5. The intelligent microgrid power station buffering vibration damping mount of claim 4, wherein: the gas storage device is characterized in that a piston (21) is arranged in the cylinder body (16) in a sliding mode, a gas storage cavity (17) is formed between the lower end portion of the piston (21) and the inner cavity of the cylinder body (16), a gas storage channel (18) connected with the gas storage cavity (17) is fixedly connected to the side wall of the cylinder body (16), and a gas filling and discharging nozzle (19) communicated with the outside is connected to the gas storage channel (18).

6. The intelligent microgrid power station buffering vibration damping mount of claim 5, wherein: the horizontal shock absorber comprises a sleeve (11) which is horizontally arranged, the sleeve (11) is vertically and slidably arranged on the fixed plate (10), a horizontal supporting rod (12) is horizontally arranged in the sleeve (11) in a moving mode, and the other end of the horizontal supporting rod (12) is fixedly connected with the side wall of the fixed platform (2).

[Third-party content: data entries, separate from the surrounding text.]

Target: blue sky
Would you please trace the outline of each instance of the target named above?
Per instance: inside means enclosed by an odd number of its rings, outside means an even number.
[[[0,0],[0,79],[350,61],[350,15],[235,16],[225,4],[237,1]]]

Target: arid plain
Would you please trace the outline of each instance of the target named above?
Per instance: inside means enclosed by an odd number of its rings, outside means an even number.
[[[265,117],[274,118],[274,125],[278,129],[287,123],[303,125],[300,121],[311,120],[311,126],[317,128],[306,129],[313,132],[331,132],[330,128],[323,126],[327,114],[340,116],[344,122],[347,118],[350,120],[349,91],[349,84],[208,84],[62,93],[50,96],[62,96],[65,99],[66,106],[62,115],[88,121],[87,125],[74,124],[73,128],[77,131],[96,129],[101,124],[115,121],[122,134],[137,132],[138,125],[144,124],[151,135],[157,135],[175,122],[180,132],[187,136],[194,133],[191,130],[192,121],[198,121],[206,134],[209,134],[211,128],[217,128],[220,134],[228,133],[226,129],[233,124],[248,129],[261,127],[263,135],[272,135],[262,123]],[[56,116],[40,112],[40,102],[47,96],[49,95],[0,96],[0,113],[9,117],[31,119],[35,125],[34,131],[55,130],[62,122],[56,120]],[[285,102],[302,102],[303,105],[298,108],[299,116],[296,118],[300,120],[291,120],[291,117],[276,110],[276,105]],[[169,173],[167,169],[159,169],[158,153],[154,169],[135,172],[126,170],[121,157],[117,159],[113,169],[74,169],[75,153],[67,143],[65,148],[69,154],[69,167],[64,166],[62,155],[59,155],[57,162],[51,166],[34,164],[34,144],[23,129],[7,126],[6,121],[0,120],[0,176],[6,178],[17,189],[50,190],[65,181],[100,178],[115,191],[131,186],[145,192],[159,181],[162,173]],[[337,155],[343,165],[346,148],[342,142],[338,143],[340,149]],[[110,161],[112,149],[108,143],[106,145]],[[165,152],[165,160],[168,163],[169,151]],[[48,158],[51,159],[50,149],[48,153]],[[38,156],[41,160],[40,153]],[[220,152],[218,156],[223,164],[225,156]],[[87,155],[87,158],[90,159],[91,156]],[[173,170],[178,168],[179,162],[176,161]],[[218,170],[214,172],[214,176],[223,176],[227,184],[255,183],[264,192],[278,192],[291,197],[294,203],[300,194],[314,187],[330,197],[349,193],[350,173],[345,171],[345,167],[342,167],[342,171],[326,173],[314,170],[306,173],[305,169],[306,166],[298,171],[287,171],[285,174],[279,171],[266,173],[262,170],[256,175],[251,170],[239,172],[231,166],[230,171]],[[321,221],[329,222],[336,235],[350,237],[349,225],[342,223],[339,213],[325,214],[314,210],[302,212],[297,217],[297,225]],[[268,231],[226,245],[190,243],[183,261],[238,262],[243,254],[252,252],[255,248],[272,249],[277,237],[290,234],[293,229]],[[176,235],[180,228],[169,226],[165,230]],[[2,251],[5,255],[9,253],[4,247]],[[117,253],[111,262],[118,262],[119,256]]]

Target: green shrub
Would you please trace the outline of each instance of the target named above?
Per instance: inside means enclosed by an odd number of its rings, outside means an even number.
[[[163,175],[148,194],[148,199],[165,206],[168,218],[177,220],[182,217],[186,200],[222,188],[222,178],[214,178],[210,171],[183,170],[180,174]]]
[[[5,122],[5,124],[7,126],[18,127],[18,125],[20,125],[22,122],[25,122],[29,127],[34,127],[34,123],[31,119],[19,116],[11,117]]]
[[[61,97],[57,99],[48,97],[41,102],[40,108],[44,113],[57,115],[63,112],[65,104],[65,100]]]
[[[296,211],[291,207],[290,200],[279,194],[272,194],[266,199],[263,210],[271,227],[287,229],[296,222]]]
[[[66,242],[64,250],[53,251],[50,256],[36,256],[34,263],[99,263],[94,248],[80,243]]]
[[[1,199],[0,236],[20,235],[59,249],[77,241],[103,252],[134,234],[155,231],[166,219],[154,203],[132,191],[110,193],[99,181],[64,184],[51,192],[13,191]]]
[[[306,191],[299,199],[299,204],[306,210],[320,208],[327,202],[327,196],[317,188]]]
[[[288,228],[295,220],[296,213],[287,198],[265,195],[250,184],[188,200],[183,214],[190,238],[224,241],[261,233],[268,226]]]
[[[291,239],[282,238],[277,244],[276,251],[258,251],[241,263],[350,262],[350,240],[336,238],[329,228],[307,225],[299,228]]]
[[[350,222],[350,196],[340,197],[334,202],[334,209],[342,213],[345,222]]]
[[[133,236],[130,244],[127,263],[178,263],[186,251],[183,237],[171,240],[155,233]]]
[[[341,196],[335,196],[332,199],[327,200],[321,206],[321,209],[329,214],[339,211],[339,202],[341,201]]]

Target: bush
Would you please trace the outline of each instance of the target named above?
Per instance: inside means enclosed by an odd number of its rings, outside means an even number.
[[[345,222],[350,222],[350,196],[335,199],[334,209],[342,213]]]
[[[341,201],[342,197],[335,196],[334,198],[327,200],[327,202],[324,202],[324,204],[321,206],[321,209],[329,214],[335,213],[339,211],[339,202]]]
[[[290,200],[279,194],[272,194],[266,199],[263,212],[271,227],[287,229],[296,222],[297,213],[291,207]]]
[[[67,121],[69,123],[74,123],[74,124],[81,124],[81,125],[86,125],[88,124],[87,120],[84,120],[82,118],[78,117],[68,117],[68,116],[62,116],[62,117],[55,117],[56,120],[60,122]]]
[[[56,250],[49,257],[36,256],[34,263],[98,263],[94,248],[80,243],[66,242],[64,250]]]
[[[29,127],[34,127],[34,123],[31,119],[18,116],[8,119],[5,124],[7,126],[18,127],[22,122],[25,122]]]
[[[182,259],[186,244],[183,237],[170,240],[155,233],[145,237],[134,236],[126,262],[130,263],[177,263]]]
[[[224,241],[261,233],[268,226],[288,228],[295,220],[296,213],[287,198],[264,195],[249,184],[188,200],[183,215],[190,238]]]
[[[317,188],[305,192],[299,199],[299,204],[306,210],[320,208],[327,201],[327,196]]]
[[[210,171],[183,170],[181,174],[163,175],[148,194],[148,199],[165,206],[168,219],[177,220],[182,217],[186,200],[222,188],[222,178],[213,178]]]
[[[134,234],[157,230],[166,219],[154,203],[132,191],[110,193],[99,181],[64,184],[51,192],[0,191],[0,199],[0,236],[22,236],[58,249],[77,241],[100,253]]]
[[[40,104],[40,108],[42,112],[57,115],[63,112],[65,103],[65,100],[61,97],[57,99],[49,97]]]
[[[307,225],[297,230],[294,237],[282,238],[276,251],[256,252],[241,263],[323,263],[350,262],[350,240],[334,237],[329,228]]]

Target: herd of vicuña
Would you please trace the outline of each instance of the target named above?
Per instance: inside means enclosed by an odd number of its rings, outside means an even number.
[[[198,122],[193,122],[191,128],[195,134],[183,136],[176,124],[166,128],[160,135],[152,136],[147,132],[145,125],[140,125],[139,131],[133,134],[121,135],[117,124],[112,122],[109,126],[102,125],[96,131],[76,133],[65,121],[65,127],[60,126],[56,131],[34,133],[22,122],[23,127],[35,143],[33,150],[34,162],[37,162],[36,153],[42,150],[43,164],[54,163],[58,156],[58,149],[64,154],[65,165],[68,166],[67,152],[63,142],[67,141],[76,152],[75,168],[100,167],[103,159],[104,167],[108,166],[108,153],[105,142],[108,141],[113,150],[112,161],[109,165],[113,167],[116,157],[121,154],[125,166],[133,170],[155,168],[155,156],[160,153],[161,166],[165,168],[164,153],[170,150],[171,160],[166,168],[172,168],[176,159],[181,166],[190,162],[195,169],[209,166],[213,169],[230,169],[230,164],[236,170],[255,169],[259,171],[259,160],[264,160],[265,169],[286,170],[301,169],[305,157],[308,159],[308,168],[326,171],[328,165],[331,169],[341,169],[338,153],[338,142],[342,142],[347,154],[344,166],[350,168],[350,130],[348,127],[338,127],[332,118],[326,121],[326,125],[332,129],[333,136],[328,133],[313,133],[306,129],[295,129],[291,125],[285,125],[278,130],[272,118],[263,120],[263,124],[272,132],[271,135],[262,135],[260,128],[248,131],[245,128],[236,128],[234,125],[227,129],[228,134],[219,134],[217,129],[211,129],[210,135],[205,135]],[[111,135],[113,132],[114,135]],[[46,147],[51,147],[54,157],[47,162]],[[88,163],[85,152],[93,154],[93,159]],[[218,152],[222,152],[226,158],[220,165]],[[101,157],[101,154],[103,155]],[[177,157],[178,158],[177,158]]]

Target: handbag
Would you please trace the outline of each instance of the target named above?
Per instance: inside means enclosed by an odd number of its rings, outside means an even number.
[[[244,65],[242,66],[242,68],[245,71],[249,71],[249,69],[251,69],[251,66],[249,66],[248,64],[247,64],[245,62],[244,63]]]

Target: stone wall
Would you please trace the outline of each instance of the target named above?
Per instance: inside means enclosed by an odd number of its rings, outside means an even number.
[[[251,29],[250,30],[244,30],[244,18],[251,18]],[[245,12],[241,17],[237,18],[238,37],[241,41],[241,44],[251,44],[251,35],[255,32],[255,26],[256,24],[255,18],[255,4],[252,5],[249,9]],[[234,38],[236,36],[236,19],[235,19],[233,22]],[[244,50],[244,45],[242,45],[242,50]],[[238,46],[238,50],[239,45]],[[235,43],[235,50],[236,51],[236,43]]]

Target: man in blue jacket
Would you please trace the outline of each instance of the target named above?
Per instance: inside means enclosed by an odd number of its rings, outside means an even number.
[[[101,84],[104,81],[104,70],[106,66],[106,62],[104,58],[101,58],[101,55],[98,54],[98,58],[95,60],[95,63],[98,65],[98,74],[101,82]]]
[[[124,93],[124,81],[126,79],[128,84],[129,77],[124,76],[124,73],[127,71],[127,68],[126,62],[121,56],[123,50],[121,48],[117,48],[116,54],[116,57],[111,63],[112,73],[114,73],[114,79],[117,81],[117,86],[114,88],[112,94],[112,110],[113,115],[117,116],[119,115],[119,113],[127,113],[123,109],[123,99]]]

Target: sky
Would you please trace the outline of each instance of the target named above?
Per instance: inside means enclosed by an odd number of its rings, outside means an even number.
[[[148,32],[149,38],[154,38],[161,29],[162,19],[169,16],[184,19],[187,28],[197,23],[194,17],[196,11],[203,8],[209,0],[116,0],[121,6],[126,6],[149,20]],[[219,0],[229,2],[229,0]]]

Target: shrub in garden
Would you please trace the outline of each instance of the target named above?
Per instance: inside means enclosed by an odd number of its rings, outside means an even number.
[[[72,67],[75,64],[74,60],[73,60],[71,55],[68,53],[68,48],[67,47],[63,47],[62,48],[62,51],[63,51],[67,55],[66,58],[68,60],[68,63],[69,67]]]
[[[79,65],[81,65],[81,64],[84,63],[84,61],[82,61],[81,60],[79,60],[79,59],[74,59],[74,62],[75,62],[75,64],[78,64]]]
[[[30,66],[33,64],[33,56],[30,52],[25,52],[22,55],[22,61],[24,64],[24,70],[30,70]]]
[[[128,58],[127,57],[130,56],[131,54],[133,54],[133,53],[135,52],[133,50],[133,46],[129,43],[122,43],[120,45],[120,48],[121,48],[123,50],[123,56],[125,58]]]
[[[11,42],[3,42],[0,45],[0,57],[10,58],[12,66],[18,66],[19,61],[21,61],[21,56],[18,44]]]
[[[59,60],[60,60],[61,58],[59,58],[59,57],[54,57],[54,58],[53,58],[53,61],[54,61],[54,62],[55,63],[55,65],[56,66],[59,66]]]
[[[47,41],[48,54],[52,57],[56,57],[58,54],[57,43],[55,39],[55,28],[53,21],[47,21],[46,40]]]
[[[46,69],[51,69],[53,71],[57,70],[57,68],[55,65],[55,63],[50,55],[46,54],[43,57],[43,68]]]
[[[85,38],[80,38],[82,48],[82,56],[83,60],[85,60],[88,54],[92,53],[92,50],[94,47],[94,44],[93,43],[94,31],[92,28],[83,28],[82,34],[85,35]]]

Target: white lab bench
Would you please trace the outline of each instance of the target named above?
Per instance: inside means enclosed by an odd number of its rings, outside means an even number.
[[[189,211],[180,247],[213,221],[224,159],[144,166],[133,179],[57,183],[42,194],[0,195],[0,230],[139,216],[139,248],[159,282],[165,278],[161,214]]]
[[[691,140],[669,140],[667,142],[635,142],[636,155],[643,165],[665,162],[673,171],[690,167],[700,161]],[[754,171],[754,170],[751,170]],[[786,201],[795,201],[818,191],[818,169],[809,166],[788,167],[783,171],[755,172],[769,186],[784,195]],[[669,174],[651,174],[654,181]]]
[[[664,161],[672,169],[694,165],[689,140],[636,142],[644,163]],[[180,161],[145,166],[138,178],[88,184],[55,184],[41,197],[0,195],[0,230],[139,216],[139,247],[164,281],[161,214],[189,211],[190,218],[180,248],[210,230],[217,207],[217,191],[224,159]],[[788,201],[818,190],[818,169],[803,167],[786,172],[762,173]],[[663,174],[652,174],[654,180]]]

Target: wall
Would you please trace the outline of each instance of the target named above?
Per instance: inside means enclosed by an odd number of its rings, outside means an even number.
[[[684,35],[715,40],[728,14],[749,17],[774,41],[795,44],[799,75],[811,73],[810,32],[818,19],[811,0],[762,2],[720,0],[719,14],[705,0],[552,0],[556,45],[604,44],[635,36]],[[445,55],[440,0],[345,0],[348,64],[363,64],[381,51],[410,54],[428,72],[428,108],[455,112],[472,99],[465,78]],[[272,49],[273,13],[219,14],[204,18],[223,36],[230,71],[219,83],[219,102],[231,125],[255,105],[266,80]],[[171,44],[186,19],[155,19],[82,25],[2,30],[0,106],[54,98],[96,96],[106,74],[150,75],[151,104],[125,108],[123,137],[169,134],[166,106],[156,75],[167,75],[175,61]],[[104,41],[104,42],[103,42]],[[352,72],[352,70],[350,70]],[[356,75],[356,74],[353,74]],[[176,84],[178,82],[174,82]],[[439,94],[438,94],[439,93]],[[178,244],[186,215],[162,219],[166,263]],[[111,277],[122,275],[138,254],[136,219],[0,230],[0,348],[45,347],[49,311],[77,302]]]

7. The intelligent microgrid power station buffering vibration damping mount of claim 6, wherein: the sleeve (11) is sleeved with a transverse pressure spring (13), the sleeve (11) and the outer wall of the transverse supporting rod (12) are fixedly connected with a retaining plate (14) respectively, and two ends of the transverse pressure spring are abutted against the two retaining plates (14) respectively.

8. The intelligent microgrid power station buffering vibration damping mount of claim 7, wherein: the side wall of the fixed plate (10) is vertically provided with a guide groove (15), and the sleeve (11) is fixedly connected with a guide block constrained in the guide groove (15).

9. The intelligent microgrid power station buffering vibration damping mount of claim 8, wherein: the side wall of the fixed platform (2) is provided with a T-shaped sliding groove (3), the hinged end of the fixed plate (10) is hinged to the sliding seat (4), and the sliding seat (4) is fixedly connected with a T-shaped sliding block constrained in the T-shaped sliding groove (3).

10. The intelligent microgrid power station buffering vibration damping mount of claim 9, wherein: the sliding hole (7) is horizontally formed in the fixing rod (5), and the fixing bolt (6) is arranged in the sliding hole (7).